Part of the problem is an ageing workforce and a lack of interest from younger candidates. To help solve the problem, recruiters will focus on overcoming the raw image of manufacturing by communicating its attractiveness.

Further, to help solve the skills shortage in the shorter term, manufacturers may approach retired workers to re-commence work on attractive terms and help to reskill other workers.

As part of a longer-term solution, advancements in technology and sustainability will help attract candidates. More manufacturers will consider recruitment and retention when formulating their brand strategy.

Smart Manufacturing

Today, manufacturers are beginning to harness the latest trends that technology offers to make their factories smart. The overall objective of smart manufacturing is to make production more profitable, safer and sustainable. This will excel throughout 2024.

The Internet of Things (IoT) describes a networked group of smart devices. They contain software, sensors and communication features that allow them to collect and share data. Smart factories will make more use of the IoT to smarten their production capabilities and feed data into systems that can be used for monitoring and decision-making.

Some of these systems will utilise capabilities such as machine learning and other artificial intelligence techniques to analyse and make decisions for the optimisation of manufacturing processes. This could be real-time or otherwise. Aside from optimisation, such techniques will also lend themselves well to meeting changing customer requirements and end-product customisation.

Robotics is also very much on the agenda moving into 2024. Precision, consistency and cost savings yield advantages that are too good to be ignored. As the IoT and AI become more advanced and reliable, robotics will also incorporate more of this technology and themselves become more capable. This will yield smarter and more productive manufacturing.

These new intelligent and data-driven technologies also provide for digital twins; a concept of simulating a physical manufacturing process into a virtual world for monitoring and facilitating control decisions. A digital twin can also be used to test different product designs and manufacturing process changes.

Quality and Service

The last few years have demonstrated the need for manufacturers to remain competitive.

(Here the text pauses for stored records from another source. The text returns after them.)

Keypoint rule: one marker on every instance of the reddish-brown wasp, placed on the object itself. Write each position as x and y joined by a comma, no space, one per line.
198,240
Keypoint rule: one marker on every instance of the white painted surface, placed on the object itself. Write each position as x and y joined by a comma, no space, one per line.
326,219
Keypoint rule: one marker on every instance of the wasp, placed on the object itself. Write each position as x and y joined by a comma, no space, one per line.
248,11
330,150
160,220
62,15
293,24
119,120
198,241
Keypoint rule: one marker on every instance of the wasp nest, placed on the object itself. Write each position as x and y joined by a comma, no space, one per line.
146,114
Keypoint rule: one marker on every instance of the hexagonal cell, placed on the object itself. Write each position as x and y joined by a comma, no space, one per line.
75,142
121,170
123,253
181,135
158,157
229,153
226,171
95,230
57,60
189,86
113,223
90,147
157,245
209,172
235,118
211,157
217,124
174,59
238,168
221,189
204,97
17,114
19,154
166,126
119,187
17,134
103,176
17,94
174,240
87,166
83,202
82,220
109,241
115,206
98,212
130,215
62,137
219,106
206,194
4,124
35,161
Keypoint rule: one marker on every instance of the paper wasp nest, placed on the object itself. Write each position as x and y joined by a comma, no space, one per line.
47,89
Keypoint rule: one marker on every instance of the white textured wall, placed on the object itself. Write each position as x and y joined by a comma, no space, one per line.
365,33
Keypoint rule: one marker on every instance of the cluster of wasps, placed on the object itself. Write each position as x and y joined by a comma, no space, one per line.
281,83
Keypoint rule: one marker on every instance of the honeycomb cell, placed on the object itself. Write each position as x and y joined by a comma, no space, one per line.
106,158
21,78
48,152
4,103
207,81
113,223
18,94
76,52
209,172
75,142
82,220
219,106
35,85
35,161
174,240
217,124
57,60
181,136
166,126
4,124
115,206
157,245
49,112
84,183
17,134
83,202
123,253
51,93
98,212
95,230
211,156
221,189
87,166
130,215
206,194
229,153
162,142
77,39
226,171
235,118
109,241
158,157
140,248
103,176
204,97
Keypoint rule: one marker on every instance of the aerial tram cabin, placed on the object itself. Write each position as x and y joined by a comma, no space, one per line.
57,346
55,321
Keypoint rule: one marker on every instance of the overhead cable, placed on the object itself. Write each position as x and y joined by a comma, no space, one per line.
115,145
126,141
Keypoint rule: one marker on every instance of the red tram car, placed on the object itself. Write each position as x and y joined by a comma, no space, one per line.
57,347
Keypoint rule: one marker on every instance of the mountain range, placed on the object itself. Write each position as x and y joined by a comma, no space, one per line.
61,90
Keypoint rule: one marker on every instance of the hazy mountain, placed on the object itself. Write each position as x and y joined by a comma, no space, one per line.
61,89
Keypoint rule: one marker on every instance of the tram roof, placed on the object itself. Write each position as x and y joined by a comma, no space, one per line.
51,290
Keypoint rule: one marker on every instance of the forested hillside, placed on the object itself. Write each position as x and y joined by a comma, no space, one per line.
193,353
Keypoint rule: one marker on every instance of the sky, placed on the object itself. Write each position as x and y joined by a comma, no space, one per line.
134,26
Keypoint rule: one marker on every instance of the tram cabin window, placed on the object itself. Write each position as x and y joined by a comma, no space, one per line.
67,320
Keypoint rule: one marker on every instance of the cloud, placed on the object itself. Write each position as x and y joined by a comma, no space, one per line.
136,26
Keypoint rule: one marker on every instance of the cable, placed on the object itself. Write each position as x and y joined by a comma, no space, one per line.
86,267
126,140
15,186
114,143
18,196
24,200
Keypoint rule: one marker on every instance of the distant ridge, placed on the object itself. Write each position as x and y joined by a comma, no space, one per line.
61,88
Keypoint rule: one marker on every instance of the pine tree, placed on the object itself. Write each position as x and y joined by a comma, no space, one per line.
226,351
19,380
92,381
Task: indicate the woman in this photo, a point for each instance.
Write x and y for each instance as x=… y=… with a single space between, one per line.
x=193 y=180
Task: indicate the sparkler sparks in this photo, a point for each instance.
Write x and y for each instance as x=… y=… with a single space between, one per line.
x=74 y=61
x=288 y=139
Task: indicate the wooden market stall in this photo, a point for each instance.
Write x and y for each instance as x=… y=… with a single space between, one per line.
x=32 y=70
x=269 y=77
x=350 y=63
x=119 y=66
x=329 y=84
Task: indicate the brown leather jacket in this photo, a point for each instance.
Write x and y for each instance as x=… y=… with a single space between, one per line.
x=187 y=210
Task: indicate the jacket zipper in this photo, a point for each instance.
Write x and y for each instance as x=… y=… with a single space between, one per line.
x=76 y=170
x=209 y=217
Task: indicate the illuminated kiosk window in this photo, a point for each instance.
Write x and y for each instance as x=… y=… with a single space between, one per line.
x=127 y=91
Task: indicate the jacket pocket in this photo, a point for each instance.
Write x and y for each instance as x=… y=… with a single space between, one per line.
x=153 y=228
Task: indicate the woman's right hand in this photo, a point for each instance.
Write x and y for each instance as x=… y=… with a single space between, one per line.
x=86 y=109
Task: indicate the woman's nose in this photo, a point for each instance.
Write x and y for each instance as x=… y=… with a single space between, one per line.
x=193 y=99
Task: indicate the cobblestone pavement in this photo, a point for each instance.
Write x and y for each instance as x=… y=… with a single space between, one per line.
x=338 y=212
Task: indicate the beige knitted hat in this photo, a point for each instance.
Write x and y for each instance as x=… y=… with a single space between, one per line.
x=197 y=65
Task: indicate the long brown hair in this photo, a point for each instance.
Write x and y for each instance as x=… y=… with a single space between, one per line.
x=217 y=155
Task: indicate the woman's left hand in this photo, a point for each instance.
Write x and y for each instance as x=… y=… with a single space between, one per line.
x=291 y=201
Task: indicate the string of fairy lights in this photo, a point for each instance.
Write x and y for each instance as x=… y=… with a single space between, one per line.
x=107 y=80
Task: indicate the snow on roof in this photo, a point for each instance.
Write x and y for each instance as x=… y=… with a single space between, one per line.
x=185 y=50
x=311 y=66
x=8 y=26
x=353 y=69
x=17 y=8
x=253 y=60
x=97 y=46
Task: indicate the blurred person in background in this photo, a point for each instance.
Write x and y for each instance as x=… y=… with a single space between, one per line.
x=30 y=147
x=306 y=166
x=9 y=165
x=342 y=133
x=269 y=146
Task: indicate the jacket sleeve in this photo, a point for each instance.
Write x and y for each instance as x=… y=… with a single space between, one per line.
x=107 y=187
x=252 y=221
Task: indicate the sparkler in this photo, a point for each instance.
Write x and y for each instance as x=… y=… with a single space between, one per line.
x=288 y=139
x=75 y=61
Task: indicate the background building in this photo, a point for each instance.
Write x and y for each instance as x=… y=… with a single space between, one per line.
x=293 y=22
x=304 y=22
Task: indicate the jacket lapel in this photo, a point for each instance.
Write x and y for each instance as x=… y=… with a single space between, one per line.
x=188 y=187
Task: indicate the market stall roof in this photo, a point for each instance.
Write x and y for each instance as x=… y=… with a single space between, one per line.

Political, economic, social and technical considerations have all affected demand. As a result, manufacturers are increasingly focusing on quality and customer service. Producing inferior products and services will lead to a less profitable business.

Many aspects of production affect quality. An obvious one that we see is metrology, or measuring as it is commonly referred to. Inaccuracies in measurements will always lead to inferior products, which is why many manufacturers invest in precision measurement equipment as a priority. This is especially true in industries such as aerospace and automotive.

After-market services will also play an important role, demonstrating product reliability and earning the trust of customers. This again highlights the growing need to fill the skills gap. Staff are crucial for the full function of production and good customer service.


Sustainability will be an ongoing concern for all types of businesses. However, high emitters, such as manufacturers, will have to continue to see challenges reducing to the lowest carbon emissions possible.

Modern technology will play a huge role in this. Technologies will advance with sustainability in mind and should be used for it. They will support fewer breakdowns, and greener processes and practices. Furthermore, manufacturers will place more emphasis on the entire supply chain and use their policies to attract and retain staff.

Another consideration will be the sharing of best practices as opposed to using sustainability for competitive advantage.

The Future is Near

Overall, in 2024, manufacturing may well start to look like a more attractive proposition for job candidates who may have shrugged off its dirty image in the past. Far from this, modern technology is reshaping manufacturing, leading the way in the use and development of associated technologies. Smart and environmentally sustainable factories will become centres of value for customers purchasing their products and, hopefully, they will be receiving the aftercare they deserve.

We should also remember the services and products that support manufacturing, such as metrology. They too, will continue to improve through automation and functionality. Hopefully, as 2024 progresses we will see some exciting progress.